Nil Nehri kıyısındaki Mısır Firavunlarına mal götüren Suriyelilerin, Hatay’daki Asi Irmağı ile başlangıcını yaptığı; İran Erez, Aras, Rusya’da Don, Hindistan’da Ganj, Çin’de Sarı Nehir (Huangpu) arasındaki insanlık köprüsüdür İpek Yolu.
Suriye–İran arasındaki yolun bir bölümü de Zap üzerinden giderdi.
İpek Yolu’nun etkisi ve izleri hâlâ Hakkâri’de mevcuttur.
İnsanlığın sadece geçmişi değil, geleceğini de yürüyeceği yoldur bu nehirler yolu...
1980’li yıllarda ilk İpek Yolu belgeselini izlediğimde, Şanghay’da tarla teraslama işi yapan bir Çinli annenin sesiyle, Çukurca’da Biyadır’da garıs toplayan Kürt annenin dağa seslenen gırtlağından çıkan dağ avazının aynı ritme, aynı tınıya sahip oluşu beni hayrete düşürmüştü!

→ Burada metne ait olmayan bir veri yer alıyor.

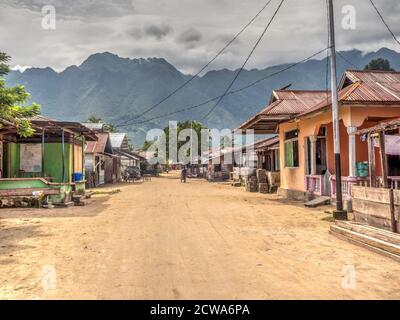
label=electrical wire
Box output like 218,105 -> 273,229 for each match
201,0 -> 285,121
369,0 -> 400,45
116,47 -> 329,127
114,0 -> 272,127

Yıllarca aklım, Şanghay–Şengar (Sincar) yakınlığının mesafesini ölçmekle meşguldü ki...
Can dostum Mustafa Erdoğan çözmüş bile olayı.
Devasa bir dans dünyası imparatoru olan sevgili Mustafa Erdoğan, Anadolu Ateşi’nin 25. sanat yılındaki devasa, 500 kişilik gösteriye hazırlanıyor ve adını “İpek Yolu” ile taçlandırmıştı.
Nazım’dan sonra Nil’den Sarı Nehir’e kadar olan mesafeyi Hakkâri–Zap mutfağında soslaması, Zap’ın motifleriyle süslemesi, gururun ötesinde...
Yani bir tek fetih için gidenlerin, ticaret için gidenlerin; Seyyah marka polo’ların şanından daha daha ötesindedir.
Baharat, zencefil, zerdeçal, ipek halı–kilimi geçiyoruz; insanlığın sanat yolunu dünyaya o öğretiyor.
O, yeni, sanat dolu, dans dolu, reqqas dolu, govend, dilan dolu bir İpek Yolu’nun mimarı: Hakkârili Mustafa Erdoğan.
Muminé reqqasının, govenda Reşo’nun, Şere, Dımdım, Baso, Hay Hay Memo ağıtının; köprüler ile, nehirler ile, dünya ile, evrensel duvarları aşarak akıp gittiğini, denizlere, okyanuslara ulaştıran Mustafa Erdoğan’a tabii ki bin takdir, bin teşekkür edeceğiz.
Doğu ile Batı arasında bu kadar devasa bir yolu sanat, folklor, dans ile evimize ulaştıran bu beyine tabii ki minnet duyacağız.
Tabii ki o büyük Bajer Serejini Dado annenin ellerinden öpeceğiz.
Ona ve hepimize öğretmenlik yapan Adil Erdoğan’a hürmetle eğileceğiz.